Building the Right Products with the Right Teams
As clinicians, the most hated solution is the one that doesn’t make patient care better. Often times, these are well intentioned, but poorly designed products created by people who don’t know what it’s like to actually deliver care at the bedside. It is critically important that new decision support solutions include health IT specialists, risk managers, physicians, nurses, and other users who are all part of the care delivery continuum. This can take many forms, but should include an internal development committee, an external user board to validate the solution, and clinical champions who can help navigate solution implementation with other clinicians. These clinical champions are “tech-savvy members of the organization who are trusted by their peers, understand the technical and workflow challenges of their colleagues, can provide balanced and informed perspective, and have strong interpersonal skills that can help them handle conflict, skepticism, or frustration.” I’ve lived through two health systems’ implementation of new EHRs and know that this last piece is often neglected.

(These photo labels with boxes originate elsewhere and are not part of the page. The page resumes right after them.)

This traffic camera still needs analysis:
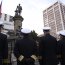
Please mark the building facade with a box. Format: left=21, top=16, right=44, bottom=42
left=0, top=13, right=14, bottom=34
left=43, top=2, right=65, bottom=37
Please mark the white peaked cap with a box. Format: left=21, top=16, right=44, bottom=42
left=43, top=27, right=51, bottom=30
left=21, top=28, right=31, bottom=34
left=0, top=21, right=3, bottom=25
left=59, top=30, right=65, bottom=36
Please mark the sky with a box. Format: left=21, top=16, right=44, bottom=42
left=0, top=0, right=65, bottom=35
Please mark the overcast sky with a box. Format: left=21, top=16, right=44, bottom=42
left=0, top=0, right=65, bottom=34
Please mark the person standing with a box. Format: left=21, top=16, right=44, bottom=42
left=0, top=21, right=8, bottom=65
left=39, top=27, right=57, bottom=65
left=14, top=28, right=37, bottom=65
left=58, top=30, right=65, bottom=65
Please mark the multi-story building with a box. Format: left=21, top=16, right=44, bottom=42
left=0, top=13, right=14, bottom=34
left=43, top=2, right=65, bottom=37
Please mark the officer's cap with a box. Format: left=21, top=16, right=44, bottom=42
left=59, top=30, right=65, bottom=36
left=43, top=27, right=51, bottom=31
left=21, top=28, right=31, bottom=34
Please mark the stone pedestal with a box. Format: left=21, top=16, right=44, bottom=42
left=13, top=15, right=23, bottom=34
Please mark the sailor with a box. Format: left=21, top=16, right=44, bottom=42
left=0, top=21, right=8, bottom=65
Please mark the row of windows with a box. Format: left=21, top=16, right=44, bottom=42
left=0, top=14, right=13, bottom=22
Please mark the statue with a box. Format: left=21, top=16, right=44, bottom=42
left=15, top=4, right=22, bottom=15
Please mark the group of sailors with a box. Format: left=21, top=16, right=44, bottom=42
left=0, top=22, right=65, bottom=65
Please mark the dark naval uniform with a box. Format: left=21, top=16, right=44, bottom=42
left=14, top=28, right=37, bottom=65
left=39, top=34, right=57, bottom=65
left=0, top=33, right=8, bottom=65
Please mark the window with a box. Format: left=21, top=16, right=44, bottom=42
left=9, top=16, right=13, bottom=22
left=4, top=14, right=7, bottom=21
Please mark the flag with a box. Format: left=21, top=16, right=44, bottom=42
left=0, top=1, right=2, bottom=17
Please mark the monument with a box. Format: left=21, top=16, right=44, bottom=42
left=13, top=4, right=23, bottom=35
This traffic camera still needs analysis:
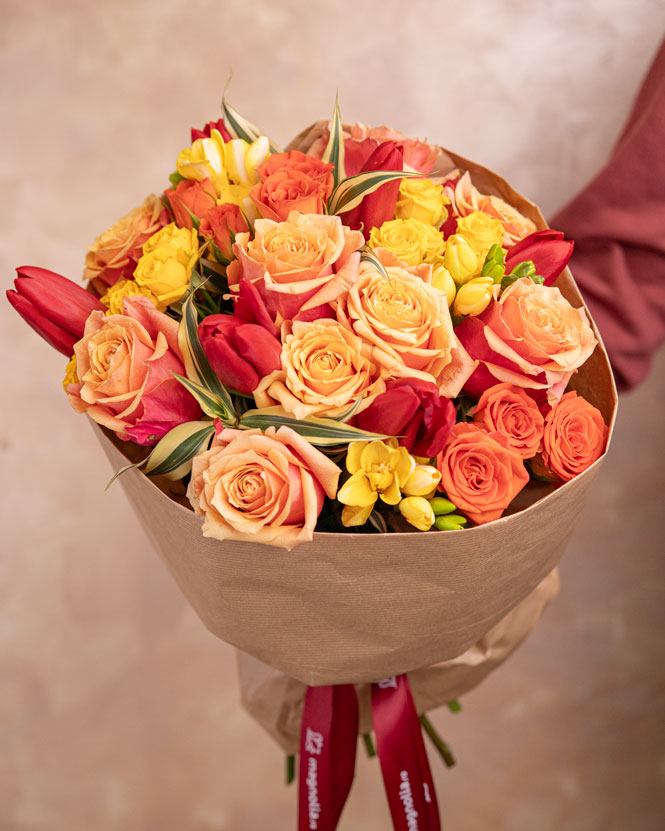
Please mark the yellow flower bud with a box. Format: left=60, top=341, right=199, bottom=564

Agreeing on a Common End State
Even within a crisis as big as the opioid epidemic, it’s surprising how much dissonance there is in the desired end state. Depending on who you ask, the solution can be anything from complete restriction of these medications to little, if any, oversight by third parties. A key to effective clinical support implementation in a crisis like this is ensuring that the relevant stakeholders are all in agreement about what the end state should be and then educating the users who will be charged with achieving those goals. Until the leadership can agree on the organization’s goals, whether they be internally drafted or driven by external regulation, it’s impossible to design support tools that will be satisfactory to all. Once there is agreement on a preferred end state, common benchmarks can be created that everyone can assess equally.
The opioid crisis is a unique challenge that creates an opportunity for us to build meaningful clinical decision support tools that can drive changes in inappropriate utilization of these medications. But from the clinician’s perspective, we can’t simply build out a “solution” utilizing the same approach we’ve used to create our existing electronic health records. If we do that, we will fail in our attempt to leverage the information gained from big data and population health. Instead, we should be including representation from across the clinical spectrum in step-wise solution development that identifies existing workflow problems that stand in the way of good clinical care. We should be developing internal consensus within our organizations about what we are working towards. And finally, we should continue to revise these solutions so that the process is one of constant improvement to make sure we can pivot as the epidemic evolves.